Başbakan Ahmet Davutoğlu, Pakistan’da İş Forumu’nda yaptığı konuşmada, “Asıl devrim sağlık, ekonomi ya da eğitim alanında değil, kendimizde inanarak gerçekleştirdiğimiz devrimdir” dedi. Başbakan Ahmet Davutoğlu resmi temasları kapsamında geldiği Pakistan’

’’Asıl devrim Türkiye’nin kendisine inanmasıdır”
17-02-2015 20:03

Başbakan Ahmet Davutoğlu, Pakistan’da İş Forumu’nda yaptığı konuşmada, “Asıl devrim sağlık, ekonomi ya da eğitim alanında değil, kendimizde inanarak gerçekleştirdiğimiz devrimdir” dedi.
Başbakan Ahmet Davutoğlu resmi temasları kapsamında geldiği Pakistan’da iş forumunda konuştu. Davutoğlu açıklamalarında, Pakistan’da olmaktan mutlu olduğunu ifade ederek, “Aynı zamanda YDSK Konseyinin de eş başkanlığını yapmak için buradayım. İş camiamız arasındaki irtibatı sağlamak, görüş birliğinde bulunarak ülkelerimizin geleceğini masaya yatırmak için buradayız. Dünya tarihsel bir dönüşüm geçirmekte. Geçmişte farklı krizler geçirdik. Soğuk savaşın üzerinden 25 sene geçti, 1990’ların başında bir deprem geçirdik, Soğuk Savaş dönemlerinin bir depremle sona ermesinden sonra bir güvenlik krizi geçirdik. Tüm dünyada 2008 yılında bir mali kriz yaşandı. Bu dönüşüm, krizler bu depremlerle halen devam etmekte. Ortadoğu’da Arap Baharı gerçekleştikten sonra Türkiye etrafında siyasi bir deprem daha gerçekleşmekte. Bu gibi krizler arasında tarihe baktığımızda zaman o ülkeler, liderler ki tarihin akışını, gidişatını görebilmişlerdir. Bu ülkeler tarihi değiştirmişlerdir ve bu ülkeler ki doğal kaynaklarına ilaveten iyi yönetimler de sağlayabilmişlerdir. Tarihi değiştirenler de bu ülkeler olmuşlardı. Bunlar da bizim için bir test neyse ki 2002 yılından bugüne kadar devam etmekte olan bütün bu krizlere rağmen Türkiye’de siyasi istikrar bugün cumhurbaşkanı olan ve bugünkü görevimi bana devretmiş olan Erdoğan önderliğinde Türkiye bu süreci devretmiş, krizi atlatmış ve geleceği de planlamıştır. Bunları yaparken de iki önemli şey vardır. Türkiye deneyimimizden öğrendiğimiz pek çok durumda başarı öyküsüdür. İstikrar ki bu durumun demokratik bir koşula davranması lazım. Demokratik olarak meşru olmayan istikrar Ortadoğu’daki bazı ülkelere işaret ettiğimiz otokratik rejimlere, diktatörlük rejimlere götürebilir” ifadelerini kullandı.

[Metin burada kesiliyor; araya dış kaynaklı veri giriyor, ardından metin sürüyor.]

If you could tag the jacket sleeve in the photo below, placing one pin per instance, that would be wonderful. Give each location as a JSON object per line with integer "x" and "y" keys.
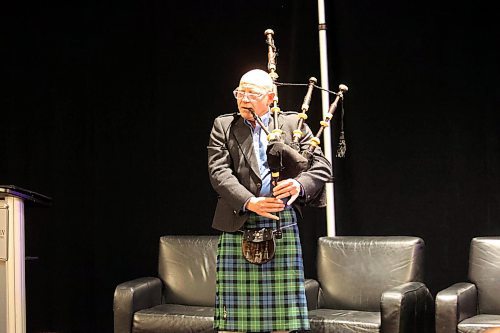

“TÜRKİYE’NİN PAKİSTAN’A ÖRNEK OLMASI GEREKİR”
Türkiye’nin Pakistan’a örnek olması gerektiğini belirten Davutoğlu, şunları söyledi:
“Bu anlamda istikrarın sürdürülebilmesi ve buna ilaveten bir sürdürülebilir ekonomik bünyeyi sağlamak için stratejik vizyon gerekir. Türkiye’de biz de bunu gördük. Son 12 sene siyasi bir istikrar var. Önümüzdeki 10 seneyi planlayabilir hale getirdik. Ben başbakan olduğumda hükümet programımızda her ne kadar Haziran’da bir seçim olsa da. Hükümet programımızı okuduğumda bütün 9 yıllık hedeflerin 2023’e kadar ilerlemekte olduğunu, elde edilebilirliğin işlemekte olduğu bana gösteriyor. Biz popülist bir ekonomi programı da uygulamıyoruz. Yani politikalarımız sadece seçim kazanmaya yönelik değil makro ekonomik dönüşümü de sağlamak için. Onun için sadece 5 ay içinde farklı sektörden programlarda farklı gündemleri oluşturduk. Avustralya’daki Brisbane’de yapılan toplantıda bunları ortaya koyduk. Türkiye böyle kapsamlı reform paketleri ortaya koyan yegane ülkeydi. Reel sektörlerden, makro sektörlere kadar, sosyal hayattan toplumsal hayatın her alanına kadar 25 sektörel reformdan bahseden tek ülke Türkiye’ydi. Hayatın özüdür reform. Statik olmamak, dinamik olmaktır. Tarih dinamiktir, değişir, dönüşür o yüzden biz de geçmişte olanlarla yetinemeyiz gelecekte olanlara da hazır olmalıyız”.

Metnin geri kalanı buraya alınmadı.